Chapter 233,427 wordsPublic domain

A LOAD OF MEAT

The sun was hanging low in the western sky on the evening of the second day after this when the little bunch of stock, having entered the home valley and crossed the streams which ran down from the low mountains back of the ranch, approached the corner of the pasture and saw the lake. The low ranch buildings were still hidden behind the hills, but all the surroundings were those of home. The cattle were left by the lake to mingle with the others that within the past few weeks had been brought to the home range, but the men drove the horses along, intending to turn them into the big pasture until it had been determined what saddle animals should be kept up. Most of them, however, would be turned out, and would do no more work until the beef round-up a couple of months later.

There was no especial work for any one to do, and Hugh asked Jack why he and Donald did not ride on to the house and see Mr. Sturgis. When this was suggested Donald said he would be very glad to do so.

"I have not said anything to you about it, Jack, but I have a letter of introduction to Mr. Sturgis from my uncle, who is an old friend of his. I think that they were in college together, a good many years ago."

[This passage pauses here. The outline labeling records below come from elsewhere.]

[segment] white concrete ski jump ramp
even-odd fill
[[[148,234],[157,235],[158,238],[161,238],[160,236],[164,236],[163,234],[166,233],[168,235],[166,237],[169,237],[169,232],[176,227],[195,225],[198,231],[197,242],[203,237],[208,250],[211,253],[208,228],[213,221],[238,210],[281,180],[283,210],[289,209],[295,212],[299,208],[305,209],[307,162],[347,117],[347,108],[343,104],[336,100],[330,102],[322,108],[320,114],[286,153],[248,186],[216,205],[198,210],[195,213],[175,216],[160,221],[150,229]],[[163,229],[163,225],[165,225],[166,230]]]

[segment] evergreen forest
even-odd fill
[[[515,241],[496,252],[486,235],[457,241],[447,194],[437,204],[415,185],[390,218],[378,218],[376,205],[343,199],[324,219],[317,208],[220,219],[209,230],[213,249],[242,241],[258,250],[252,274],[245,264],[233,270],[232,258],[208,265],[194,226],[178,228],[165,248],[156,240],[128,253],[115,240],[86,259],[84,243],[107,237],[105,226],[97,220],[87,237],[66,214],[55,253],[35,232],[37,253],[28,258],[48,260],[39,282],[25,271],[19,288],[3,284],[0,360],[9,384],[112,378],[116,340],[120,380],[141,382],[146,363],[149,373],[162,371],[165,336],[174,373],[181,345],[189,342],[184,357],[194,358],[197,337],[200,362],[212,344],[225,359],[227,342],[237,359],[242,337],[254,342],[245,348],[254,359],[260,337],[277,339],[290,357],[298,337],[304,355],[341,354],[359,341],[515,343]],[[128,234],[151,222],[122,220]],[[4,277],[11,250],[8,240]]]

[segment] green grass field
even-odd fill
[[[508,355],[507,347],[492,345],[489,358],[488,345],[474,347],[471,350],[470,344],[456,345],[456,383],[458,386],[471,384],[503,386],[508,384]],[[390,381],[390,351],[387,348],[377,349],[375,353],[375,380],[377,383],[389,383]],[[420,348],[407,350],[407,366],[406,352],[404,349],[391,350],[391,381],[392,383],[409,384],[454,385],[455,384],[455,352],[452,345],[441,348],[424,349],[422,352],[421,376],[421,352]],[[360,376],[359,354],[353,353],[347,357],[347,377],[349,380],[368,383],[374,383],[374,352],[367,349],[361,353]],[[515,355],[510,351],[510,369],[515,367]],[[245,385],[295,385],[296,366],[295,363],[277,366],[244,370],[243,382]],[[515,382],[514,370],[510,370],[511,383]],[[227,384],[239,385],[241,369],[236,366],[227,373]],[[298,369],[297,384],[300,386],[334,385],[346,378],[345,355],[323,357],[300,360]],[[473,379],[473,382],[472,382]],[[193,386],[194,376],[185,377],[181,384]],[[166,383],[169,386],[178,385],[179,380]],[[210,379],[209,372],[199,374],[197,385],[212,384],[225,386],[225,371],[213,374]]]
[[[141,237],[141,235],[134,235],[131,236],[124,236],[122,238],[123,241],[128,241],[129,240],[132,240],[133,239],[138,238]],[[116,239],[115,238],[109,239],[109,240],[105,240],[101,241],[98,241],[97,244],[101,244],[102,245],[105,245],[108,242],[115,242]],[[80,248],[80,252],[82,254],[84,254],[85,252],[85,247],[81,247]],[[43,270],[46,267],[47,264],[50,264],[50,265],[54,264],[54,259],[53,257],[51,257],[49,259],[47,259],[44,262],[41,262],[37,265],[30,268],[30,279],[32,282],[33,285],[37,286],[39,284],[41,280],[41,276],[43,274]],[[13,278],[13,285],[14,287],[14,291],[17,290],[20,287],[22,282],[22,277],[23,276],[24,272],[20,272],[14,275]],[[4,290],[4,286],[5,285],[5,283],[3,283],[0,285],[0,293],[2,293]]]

"Well," said Jack, "you'll like Uncle Will all right, I know. If you don't, you'll be different from most of the other people in this country. Of course I like him because he's my uncle, and perhaps you might say Hugh likes him because he works for him, but I think you'll find that most people on the range and at the railroad think a good deal of him. I once overheard a man say to another: 'What I like about that man Sturgis is that he don't put on any airs; he's just as common as you and me.' That sounds a little queer, of course, because back East when anybody speaks of another person as common, it has a bad sound; but I reckon out here they use the word in a sense that maybe we have forgotten."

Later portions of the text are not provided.